Thursday, November 8, 2012

Journalistic triumphalism

I don't normally do emotional rants, but I want to express my disgust and disdain for the self-righteous smugness and conformism of the mainstream media and, most recently, for the utterly unprofessional gloating and rejoicing on the part of some television journalists in the wake of the re-election of Barack Obama as US President.

I am not claiming that media bias played a significant role in the American presidential election. The extent of the opinion-forming power of the press is an empirical question which I haven't looked into. My guess is that journalists and commentators are less influential than they would like to think, and deeper forces are at work. [But more on this another time.]

With respect to the coverage of the US election, some public broadcasters in Europe and elsewhere were even worse, I suspect, than mainstream American media (which at least is American and so has a stake in the outcome).

To keep up my French, I watch news on France 2. They continually highlight progressive causes, and their coverage of the election was boringly predictable. (The predictability is a plus, however, from the pedagogical point of view, as my understanding of spoken French is not as good as it could be.)

But a Scottish-accented 'senior reporter' working for Australia's hard-left, publicly-funded SBS took my prize for naked bias and patent unprofessionalism. He went so far as to proclaim - as a (foreign) reporter, remember, not a commentator - that the Republican Party's continued dominance of the House of Representatives was not only bad for the Democratic Party but bad for America.

I looked him up on Wikipedia.
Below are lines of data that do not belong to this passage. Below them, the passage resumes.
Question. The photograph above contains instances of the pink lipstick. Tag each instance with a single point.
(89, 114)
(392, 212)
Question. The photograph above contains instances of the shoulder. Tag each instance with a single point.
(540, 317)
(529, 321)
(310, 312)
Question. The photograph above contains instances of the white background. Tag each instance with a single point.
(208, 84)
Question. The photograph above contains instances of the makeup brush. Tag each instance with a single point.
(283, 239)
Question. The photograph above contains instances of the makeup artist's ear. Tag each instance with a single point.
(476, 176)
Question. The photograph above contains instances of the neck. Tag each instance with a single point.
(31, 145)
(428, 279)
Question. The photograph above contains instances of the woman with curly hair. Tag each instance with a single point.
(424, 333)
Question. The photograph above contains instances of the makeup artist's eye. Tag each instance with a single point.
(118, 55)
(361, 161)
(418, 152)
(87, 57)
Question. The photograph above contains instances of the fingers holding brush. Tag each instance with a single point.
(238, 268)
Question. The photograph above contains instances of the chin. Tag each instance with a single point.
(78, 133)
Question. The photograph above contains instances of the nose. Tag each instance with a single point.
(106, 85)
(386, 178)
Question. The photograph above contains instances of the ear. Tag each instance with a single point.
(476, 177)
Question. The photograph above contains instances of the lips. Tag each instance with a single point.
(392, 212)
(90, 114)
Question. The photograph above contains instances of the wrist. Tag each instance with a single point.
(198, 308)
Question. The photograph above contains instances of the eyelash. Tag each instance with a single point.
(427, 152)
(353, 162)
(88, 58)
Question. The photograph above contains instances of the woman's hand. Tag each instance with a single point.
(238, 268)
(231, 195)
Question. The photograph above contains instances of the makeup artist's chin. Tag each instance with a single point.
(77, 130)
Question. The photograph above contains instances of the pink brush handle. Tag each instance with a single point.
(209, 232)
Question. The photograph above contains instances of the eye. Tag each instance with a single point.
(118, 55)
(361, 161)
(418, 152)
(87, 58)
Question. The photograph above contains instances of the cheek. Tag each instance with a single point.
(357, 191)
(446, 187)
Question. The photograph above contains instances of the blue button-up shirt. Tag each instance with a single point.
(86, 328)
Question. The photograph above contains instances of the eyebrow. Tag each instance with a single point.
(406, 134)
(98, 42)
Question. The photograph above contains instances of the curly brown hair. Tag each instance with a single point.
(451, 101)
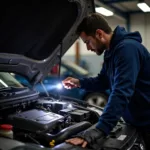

Brian Thomson. Born and raised Kirkcaldy, Scotland. Majored in politics and history at Newcastle University, where he was Deputy President of the Newcastle University Union Society. Deputy, note. But he was the winner of the 2011 United Nations Association of Australia Peace Award. (God save us from Peace Prize winners.) I don't know that I've ever seen a reporter who appears to take himself quite as seriously as this character does.

In many ways, I regret the demise of pen, paper and print as communication media, but I console myself that changes in the media landscape - the shift away from print and, in particular, the fragmentation of the audience for the electronic media - mean that the current crop of smug, know-nothing, campaigning journalists face a very uncertain professional future.